Rezensiert für die Historische Bildungsforschung Online bei H-Soz-Kult von:
Lorenzo Bonoli, Eidgenössische Hochschule für Berufsbildung – EHB, Zollikofen

Das Buch von Jan Kellershohn basiert auf einer Doktorarbeit an der Universität Bochum; es zeichnet die Entwicklung der Diskurse um Arbeit, Bildung und Wissen zwischen den 1950er- und 1980er-Jahren nach. Im Mittelpunkt der Arbeit steht die These, dass sich in diesem Zeitraum das Verhältnis zwischen Arbeit, Wissen und Bildung grundlegend unter dem Einfluss eines neuen Credos verändert hat: das Credo der Mobilität und der Anpassungsfähigkeit.

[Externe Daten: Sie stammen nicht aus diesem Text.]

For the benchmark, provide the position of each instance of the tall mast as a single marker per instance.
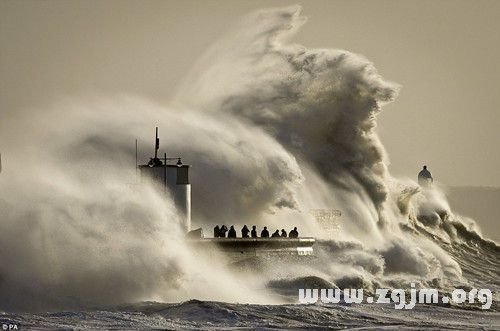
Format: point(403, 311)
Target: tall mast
point(157, 144)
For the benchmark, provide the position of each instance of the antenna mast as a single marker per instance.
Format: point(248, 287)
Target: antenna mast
point(157, 144)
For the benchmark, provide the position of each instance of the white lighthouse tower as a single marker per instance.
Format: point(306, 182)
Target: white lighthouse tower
point(172, 176)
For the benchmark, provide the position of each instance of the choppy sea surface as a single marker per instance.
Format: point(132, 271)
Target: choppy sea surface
point(196, 315)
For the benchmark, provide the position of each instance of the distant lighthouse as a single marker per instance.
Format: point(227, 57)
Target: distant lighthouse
point(172, 176)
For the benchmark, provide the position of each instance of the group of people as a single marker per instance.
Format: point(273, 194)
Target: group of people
point(220, 232)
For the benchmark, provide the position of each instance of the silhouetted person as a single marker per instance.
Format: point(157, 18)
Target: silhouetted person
point(216, 232)
point(254, 232)
point(232, 232)
point(294, 233)
point(425, 177)
point(264, 233)
point(244, 232)
point(222, 232)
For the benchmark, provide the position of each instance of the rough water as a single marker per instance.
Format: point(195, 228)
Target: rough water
point(273, 130)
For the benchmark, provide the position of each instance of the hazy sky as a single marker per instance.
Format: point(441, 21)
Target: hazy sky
point(444, 53)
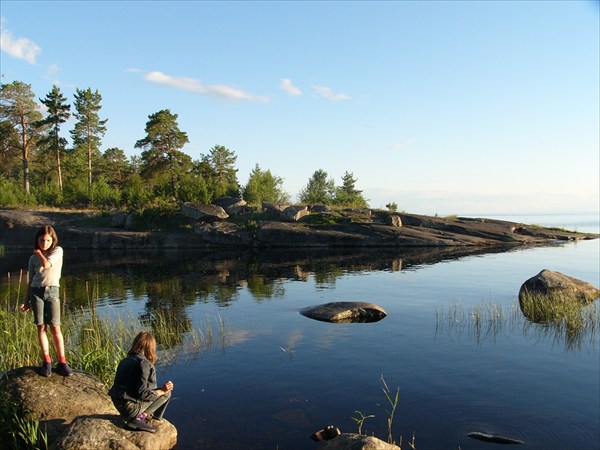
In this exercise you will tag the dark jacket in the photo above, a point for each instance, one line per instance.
(135, 380)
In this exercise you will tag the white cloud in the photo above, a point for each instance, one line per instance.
(219, 91)
(288, 87)
(53, 69)
(404, 144)
(21, 48)
(327, 93)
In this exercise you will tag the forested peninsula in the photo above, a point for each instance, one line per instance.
(320, 228)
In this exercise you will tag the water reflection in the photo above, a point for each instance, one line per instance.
(486, 322)
(172, 279)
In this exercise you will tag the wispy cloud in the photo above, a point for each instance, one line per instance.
(21, 48)
(403, 144)
(327, 93)
(219, 91)
(288, 87)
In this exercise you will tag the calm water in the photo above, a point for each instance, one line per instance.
(274, 376)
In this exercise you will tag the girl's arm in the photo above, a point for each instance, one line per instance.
(45, 263)
(168, 386)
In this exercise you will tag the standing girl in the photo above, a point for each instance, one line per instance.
(45, 267)
(135, 393)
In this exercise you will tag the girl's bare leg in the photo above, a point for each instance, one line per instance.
(43, 338)
(59, 343)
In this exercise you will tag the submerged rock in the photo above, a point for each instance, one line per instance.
(552, 284)
(345, 312)
(352, 441)
(494, 438)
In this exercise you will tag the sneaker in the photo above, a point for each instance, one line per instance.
(139, 425)
(46, 369)
(64, 369)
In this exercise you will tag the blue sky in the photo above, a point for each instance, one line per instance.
(472, 107)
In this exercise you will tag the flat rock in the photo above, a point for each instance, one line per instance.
(77, 412)
(351, 441)
(555, 284)
(102, 432)
(344, 312)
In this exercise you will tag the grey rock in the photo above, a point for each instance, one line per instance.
(394, 220)
(294, 213)
(320, 208)
(100, 433)
(77, 412)
(351, 441)
(273, 207)
(203, 212)
(555, 284)
(229, 202)
(345, 312)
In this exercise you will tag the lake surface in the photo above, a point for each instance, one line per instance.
(271, 377)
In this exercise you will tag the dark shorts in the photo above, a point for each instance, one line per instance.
(45, 303)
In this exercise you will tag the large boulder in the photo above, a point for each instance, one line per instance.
(552, 284)
(77, 412)
(343, 312)
(351, 441)
(208, 213)
(229, 202)
(99, 433)
(294, 213)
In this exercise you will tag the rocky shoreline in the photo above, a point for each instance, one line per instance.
(403, 230)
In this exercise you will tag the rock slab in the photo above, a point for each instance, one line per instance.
(344, 312)
(555, 284)
(351, 441)
(77, 412)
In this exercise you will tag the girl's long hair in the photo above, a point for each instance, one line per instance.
(46, 229)
(144, 343)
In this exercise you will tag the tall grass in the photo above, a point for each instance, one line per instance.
(389, 408)
(96, 343)
(562, 320)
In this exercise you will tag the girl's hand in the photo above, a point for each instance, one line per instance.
(168, 386)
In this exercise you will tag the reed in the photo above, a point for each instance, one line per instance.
(390, 409)
(96, 343)
(561, 319)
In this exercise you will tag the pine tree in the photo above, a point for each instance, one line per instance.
(162, 149)
(18, 107)
(58, 113)
(89, 128)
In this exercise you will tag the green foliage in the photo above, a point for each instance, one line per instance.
(89, 129)
(11, 194)
(36, 160)
(48, 194)
(18, 108)
(348, 195)
(320, 189)
(104, 195)
(392, 207)
(162, 157)
(263, 186)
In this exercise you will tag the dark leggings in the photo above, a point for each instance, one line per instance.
(131, 409)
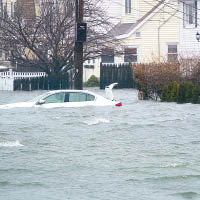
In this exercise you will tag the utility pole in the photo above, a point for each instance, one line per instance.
(78, 51)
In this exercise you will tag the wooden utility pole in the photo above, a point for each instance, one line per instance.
(78, 51)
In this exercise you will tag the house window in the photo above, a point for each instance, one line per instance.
(107, 55)
(172, 53)
(190, 13)
(127, 6)
(130, 55)
(138, 34)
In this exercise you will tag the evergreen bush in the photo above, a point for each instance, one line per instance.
(184, 92)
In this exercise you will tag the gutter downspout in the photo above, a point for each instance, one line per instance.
(160, 26)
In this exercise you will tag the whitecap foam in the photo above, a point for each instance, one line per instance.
(96, 121)
(11, 144)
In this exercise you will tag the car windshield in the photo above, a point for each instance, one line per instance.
(39, 97)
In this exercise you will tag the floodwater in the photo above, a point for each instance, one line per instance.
(143, 150)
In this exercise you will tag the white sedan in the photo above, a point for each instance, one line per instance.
(69, 98)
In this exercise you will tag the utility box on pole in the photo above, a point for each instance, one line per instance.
(81, 32)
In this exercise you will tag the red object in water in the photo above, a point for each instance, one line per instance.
(118, 104)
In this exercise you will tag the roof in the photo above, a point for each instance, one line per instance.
(123, 30)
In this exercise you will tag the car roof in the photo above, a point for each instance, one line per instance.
(58, 91)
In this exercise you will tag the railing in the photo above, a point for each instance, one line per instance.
(19, 75)
(7, 78)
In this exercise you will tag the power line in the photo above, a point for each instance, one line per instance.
(134, 9)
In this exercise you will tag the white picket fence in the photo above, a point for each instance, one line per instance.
(7, 78)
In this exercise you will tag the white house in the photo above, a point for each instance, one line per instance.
(189, 26)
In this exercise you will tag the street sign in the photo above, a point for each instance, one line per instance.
(81, 32)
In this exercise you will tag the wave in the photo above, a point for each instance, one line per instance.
(96, 121)
(11, 144)
(186, 195)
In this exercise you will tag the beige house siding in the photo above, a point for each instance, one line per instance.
(156, 33)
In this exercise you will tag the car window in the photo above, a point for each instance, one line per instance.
(55, 98)
(79, 97)
(90, 97)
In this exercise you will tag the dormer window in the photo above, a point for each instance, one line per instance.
(127, 6)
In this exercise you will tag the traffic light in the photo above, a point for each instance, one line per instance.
(81, 32)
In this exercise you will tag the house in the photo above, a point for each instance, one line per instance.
(189, 26)
(148, 31)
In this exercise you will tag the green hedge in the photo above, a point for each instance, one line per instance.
(184, 92)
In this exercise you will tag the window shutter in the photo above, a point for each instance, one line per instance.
(195, 3)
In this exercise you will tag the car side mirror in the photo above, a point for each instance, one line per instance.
(40, 102)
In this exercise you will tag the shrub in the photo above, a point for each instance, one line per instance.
(92, 82)
(152, 78)
(196, 94)
(185, 92)
(170, 92)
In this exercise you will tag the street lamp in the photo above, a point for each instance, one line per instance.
(198, 36)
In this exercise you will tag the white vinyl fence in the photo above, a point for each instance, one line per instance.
(7, 78)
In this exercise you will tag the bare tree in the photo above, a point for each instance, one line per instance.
(45, 40)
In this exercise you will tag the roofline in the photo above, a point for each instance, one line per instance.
(143, 21)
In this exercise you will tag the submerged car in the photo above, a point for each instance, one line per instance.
(69, 98)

Ausgangspunkt der Analyse ist ein umfangreiches Korpus von Quellen über die Situation des Bergbausektors im Ruhrgebiet und in Frankreich zur Zeit der Krise und des Niedergangs dieses Industriezweigs. Die Quellen gehen jedoch weit über diese beiden Regionen hinaus und ermöglichen es dem Autor, den Blick auf die Situation in Westdeutschland als Ganzes zu erweitern. Unter diesem Gesichtspunkt bietet der Text eine sehr fundierte Analyse der Veränderungen im Diskurs um die Berufsbildung, mit einer bemerkenswerten Auswahl an Zitaten und einer ebenso bemerkenswerten Auseinandersetzung mit der Sekundärliteratur.

Das Ergebnis ist ein Buch, das eine beeindruckende Anzahl von Themen mit Schwerpunkt auf der sich verändernden Beziehung zu Arbeit, Wissen und Bildung behandelt. Ein Werk, das auf verschiedenen Ebenen gelesen werden kann, indem man einem der vielen angebotenen roten Fäden folgt.

Die Titel der beiden Teile des Buches weisen auf einen der wichtigsten roten Fäden des Buches hin: den Übergang von einem Diskurs über Bildung, der sich auf die Eingliederung konzentriert, zu einem Diskurs über Bildung, der sich auf die Anpassung konzentriert, und dann in einem zweiten Schritt von einem Diskurs der Anpassung zum Diskurs des Ausschlusses.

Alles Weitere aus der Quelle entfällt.